On Spark client side, user should set Hadoop configuration like `spark.celeborn.hadoop.foo=bar`, note that `spark.hadoop.foo=bar` does not take effect;
on Flink client and Celeborn Master/Worker side, user should set like `celeborn.hadoop.foo=bar`.
- Since 0.3.0, Celeborn master metrics `BlacklistedWorkerCount` is renamed as `ExcludedWorkerCount`.
- Since 0.3.0, Celeborn master http request url `/blacklistedWorkers` is renamed as `/excludedWorkers`.
- Since 0.3.0, introduces a terminology update for Celeborn worker data replication, replacing the previous `master/slave` terminology with `primary/replica`. In alignment with this change, corresponding metrics keywords have been adjusted.

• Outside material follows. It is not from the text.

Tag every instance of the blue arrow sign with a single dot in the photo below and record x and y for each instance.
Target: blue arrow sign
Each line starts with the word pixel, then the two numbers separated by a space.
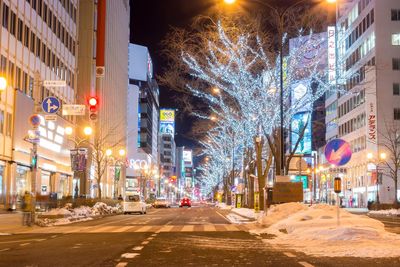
pixel 50 105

The following table presents a comprehensive overview of the changes:
| Key Before v0.3.0 | Key After v0.3.0 |
|-------------------------------|--------------------------------|
| `MasterPushDataTime` | `PrimaryPushDataTime` |
| `MasterPushDataHandshakeTime` | `PrimaryPushDataHandshakeTime` |
| `MasterRegionStartTime` | `PrimaryRegionStartTime` |
| `MasterRegionFinishTime` | `PrimaryRegionFinishTime` |
| `SlavePushDataTime` | `ReplicaPushDataTime` |
| `SlavePushDataHandshakeTime` | `ReplicaPushDataHandshakeTime` |
| `SlaveRegionStartTime` | `ReplicaRegionStartTime` |
| `SlaveRegionFinishTime` | `ReplicaRegionFinishTime` |
- Since 0.3.0, Celeborn's spark shuffle manager change from `org.apache.spark.shuffle.celeborn.RssShuffleManager` to `org.apache.spark.shuffle.celeborn.SparkShuffleManager`. User can set spark property `spark.shuffle.manager` to `org.apache.spark.shuffle.celeborn.SparkShuffleManager` to use Celeborn remote shuffle service.
In 0.3.0, Celeborn still support `org.apache.spark.shuffle.celeborn.RssShuffleManager`, it will be removed in 0.4.0.